Higher standards for dog passes
Cheers erupted in the courtroom of the county administration building on Monday evening after resolutions were passed setting human standards for housing and tying dogs.
The two resolutions did not both pass by a vote at the Warren County committee meeting last month and many animal rights activists who were in attendance to support the resolutions were disappointed. This time it was different. Both resolutions were passed this time, but some changes were made. The committee first voted on the sheltering resolution.
“Basically on dog shelter, I’m going to read the resolution, but you’ll notice one main difference is that we’ve removed the crawl space area,” Commissioner Blaine Wilcher said.
In the failure of the previous resolution, crawl spaces were specifically considered inadequate shelter, but now a crawl space can be considered adequate if it meets the other requirements. Adequate shelter is defined as a closed shelter house with three sides, a roof and a storey with adequate shelter.

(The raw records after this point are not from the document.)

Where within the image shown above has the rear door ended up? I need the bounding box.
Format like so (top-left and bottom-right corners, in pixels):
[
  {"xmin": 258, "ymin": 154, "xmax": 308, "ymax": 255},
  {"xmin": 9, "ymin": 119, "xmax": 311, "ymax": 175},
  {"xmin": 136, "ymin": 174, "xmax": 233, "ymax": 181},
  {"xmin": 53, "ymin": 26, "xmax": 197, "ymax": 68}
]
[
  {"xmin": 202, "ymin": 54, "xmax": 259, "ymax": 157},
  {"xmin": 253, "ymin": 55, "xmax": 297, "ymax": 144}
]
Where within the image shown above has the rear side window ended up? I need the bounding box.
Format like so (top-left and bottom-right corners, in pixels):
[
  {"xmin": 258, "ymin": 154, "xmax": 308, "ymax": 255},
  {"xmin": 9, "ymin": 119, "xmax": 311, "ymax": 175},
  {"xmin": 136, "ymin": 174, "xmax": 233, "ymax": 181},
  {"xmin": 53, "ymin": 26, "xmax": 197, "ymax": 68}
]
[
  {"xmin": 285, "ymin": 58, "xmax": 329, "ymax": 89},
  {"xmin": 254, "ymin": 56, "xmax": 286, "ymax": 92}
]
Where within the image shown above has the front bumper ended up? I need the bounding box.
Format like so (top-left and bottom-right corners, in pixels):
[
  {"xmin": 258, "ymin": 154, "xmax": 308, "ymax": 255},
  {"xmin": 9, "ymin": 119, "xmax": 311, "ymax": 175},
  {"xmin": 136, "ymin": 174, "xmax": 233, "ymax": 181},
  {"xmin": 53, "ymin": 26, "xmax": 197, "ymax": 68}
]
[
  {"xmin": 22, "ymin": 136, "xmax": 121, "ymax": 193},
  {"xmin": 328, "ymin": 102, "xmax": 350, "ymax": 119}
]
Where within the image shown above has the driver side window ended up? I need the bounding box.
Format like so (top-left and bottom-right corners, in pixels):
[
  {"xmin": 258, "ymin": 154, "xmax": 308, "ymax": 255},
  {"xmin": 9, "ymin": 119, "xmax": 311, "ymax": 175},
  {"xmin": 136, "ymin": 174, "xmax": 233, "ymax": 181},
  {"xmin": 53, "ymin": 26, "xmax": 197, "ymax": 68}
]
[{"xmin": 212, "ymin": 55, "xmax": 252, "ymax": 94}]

Shelters made from easily degradable materials are not considered adequate, nor are shelters with chain link floors. An automobile or the shade or coverage provided by it is also inadequate.
Another change to the resolution is the length of time a dog can be tethered without adequate shelter. Previously, a dog was only allowed to go out without shelter without shelter for eight hours, and now a dog is allowed to go out without adequate shelter for no more than 10 hours in a 24 hour period.
The resolution was adopted on 19-4.
The Commissioners who voted for the resolution were Carl E. Bouldin, Carlene Brown, David Dunlap, Randy England, Deborah Evans, Steve Glenn, Steven Helton, Robert Hennessee, Brad Hillis, Ron Lee, Gary Martin, Daniel Owens, Kasey Owens, Christy Ross, Tommy Savage, Tyrone Sparkman, Joseph Stotts, Phillip Stout and Blaine Wilcher.
The commissioners who voted against the resolution were Michael Bell, Carl D. Bouldin, Scott Rubley and Cole Taylor. Commissioner Gary Prater was absent.
Commissioners approved the updated resolution to then establish humane tethering standards for dogs and this sparked more discussion.
“You will notice that two things have been removed, the estrous cycle and the sections less than 6 months old have been removed,” Wilcher said.
The other change to the resolution was to change the maximum tether weight from 10% to 20% of the dog’s weight. The resolution also states that the tether must be attached to a properly fitted collar or harness and must have swivels at both ends. No logging chain or tow chain should be used as a tie-down, and no pinch, prong, or choke type clamps are permitted and no tie-downs shall be less than 10 feet in length.
“I was going to keep it quiet, but I hope Animal Control – and I think it will pass – but I hope they realize that all these pictures that are plastered on the Internet are not pretty. images at $ 50, “said Commissioner Savage. “These are hard criminal cases and if our animal control runs into a case like this they have to back off and let the real police in because they are not equipped to handle something like this and could really. be hurt. “
Commissioner Evans responded to his comments and said it was a civil resolution and that there are state animal abuse laws that are criminal acts and Animal Control will not attempt to handle these cases on their own. Commissioner Hillis asked if Wilcher could clarify the resolution because a lot of people think it says people can’t tie their dogs at all.
“This is not a resolution against tethering. I know there is an article that says an animal should not be tethered for more than 10 hours unless it has adequate shelter and a lot of people think that it says they can’t be tied up for more than 10 hours. If you read this resolution, if they have adequate shelter, they can be tied up 24/7, “Wilcher said.
This resolution was also adopted 19-4, with the commissioners voting in the same way as on the previous resolution. Wilcher was happy that both resolutions were passed.